Populations of Escherichia coli obtained by feeding larval house flies, Musca domestica L. and stable flies, Stomoxys calcitrans (L.), persisted through the pupal stage. The abundance of E. coli in house fly pupae increased initially then declined before adult emergence. Abundance of E. coli in stable fly pupae increased through pupal development and remained high. Infected stable fly pupal cases typically contained more E. coli than house fly pupal cases. A greater proportion of emerging adult house flies were infected with E. coli compared with stable flies; however, the abundance of E. coli on infected flies was similar between species. Adult flies contained 0.04-0.19% of the E. coli in the pupal cases. The proportion of infected house fly adults and the amount of E. coli on the infected flies were related to the levels of E. coli in the pupal cases; however, these relationships did not occur with the stable fly. Results suggest that retention of E. coli from larval to adult house flies could play a role in the transmission and spread of E. coli, whereas stable fly adults probably play a minor role in E. coli spread. However, pupae of both species have potential to act as reservoirs for E. coli.

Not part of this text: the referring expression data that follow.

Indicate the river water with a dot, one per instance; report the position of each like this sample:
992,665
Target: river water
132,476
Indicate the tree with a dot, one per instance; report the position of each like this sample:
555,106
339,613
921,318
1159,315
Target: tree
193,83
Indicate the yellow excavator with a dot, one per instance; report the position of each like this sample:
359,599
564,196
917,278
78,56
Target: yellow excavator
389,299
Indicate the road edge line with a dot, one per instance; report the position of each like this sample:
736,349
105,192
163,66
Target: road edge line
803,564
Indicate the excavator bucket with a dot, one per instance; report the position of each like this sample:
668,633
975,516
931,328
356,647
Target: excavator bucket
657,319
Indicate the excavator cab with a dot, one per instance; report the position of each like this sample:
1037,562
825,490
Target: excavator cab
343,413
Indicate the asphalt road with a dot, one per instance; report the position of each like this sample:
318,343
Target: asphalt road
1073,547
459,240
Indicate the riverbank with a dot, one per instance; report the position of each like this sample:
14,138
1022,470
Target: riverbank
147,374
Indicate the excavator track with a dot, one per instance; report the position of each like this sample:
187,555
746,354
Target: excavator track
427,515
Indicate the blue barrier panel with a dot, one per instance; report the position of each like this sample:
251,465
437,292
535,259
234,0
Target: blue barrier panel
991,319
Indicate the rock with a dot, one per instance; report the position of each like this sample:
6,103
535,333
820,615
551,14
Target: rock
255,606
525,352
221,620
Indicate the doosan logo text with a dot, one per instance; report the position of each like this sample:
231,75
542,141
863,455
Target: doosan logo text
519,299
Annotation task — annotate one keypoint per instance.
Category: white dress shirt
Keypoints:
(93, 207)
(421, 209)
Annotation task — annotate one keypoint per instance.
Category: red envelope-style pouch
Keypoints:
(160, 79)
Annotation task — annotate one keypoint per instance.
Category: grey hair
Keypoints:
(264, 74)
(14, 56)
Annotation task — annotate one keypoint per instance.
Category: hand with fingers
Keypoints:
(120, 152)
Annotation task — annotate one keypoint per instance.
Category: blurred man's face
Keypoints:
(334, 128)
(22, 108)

Persistence of Escherichia coli in immature house fly and stable fly (Diptera: Muscidae) in relation to larval growth and survival.

The persistence of Escherichia coli in artificially fed larvae was examined for up to 48 h after ingestion by house flies, Musca domestica L., and stable flies, Stomoxys calcitrans (L.). The rate of change in the E. coli load was similar for both species for up to 5 h after ingestion. Up to 48 h after ingestion, abundance of E. coli declined in immature house flies but remained constant in immature stable flies. When different E. coli concentrations were fed to larvae, the abundance of E. coli increased in stable fly larvae regardless of the initial concentration. The E. coli load in house fly larvae increased when larvae were fed a low concentration of bacteria, but it declined when larvae were fed a high concentration of bacteria. Survival of house fly and stable fly larvae averaged 62 and 25%, respectively, when reared on pure E. coli cultures. These observations suggest that house fly larvae digest E. coli and use it as a food source but stable fly larvae do not.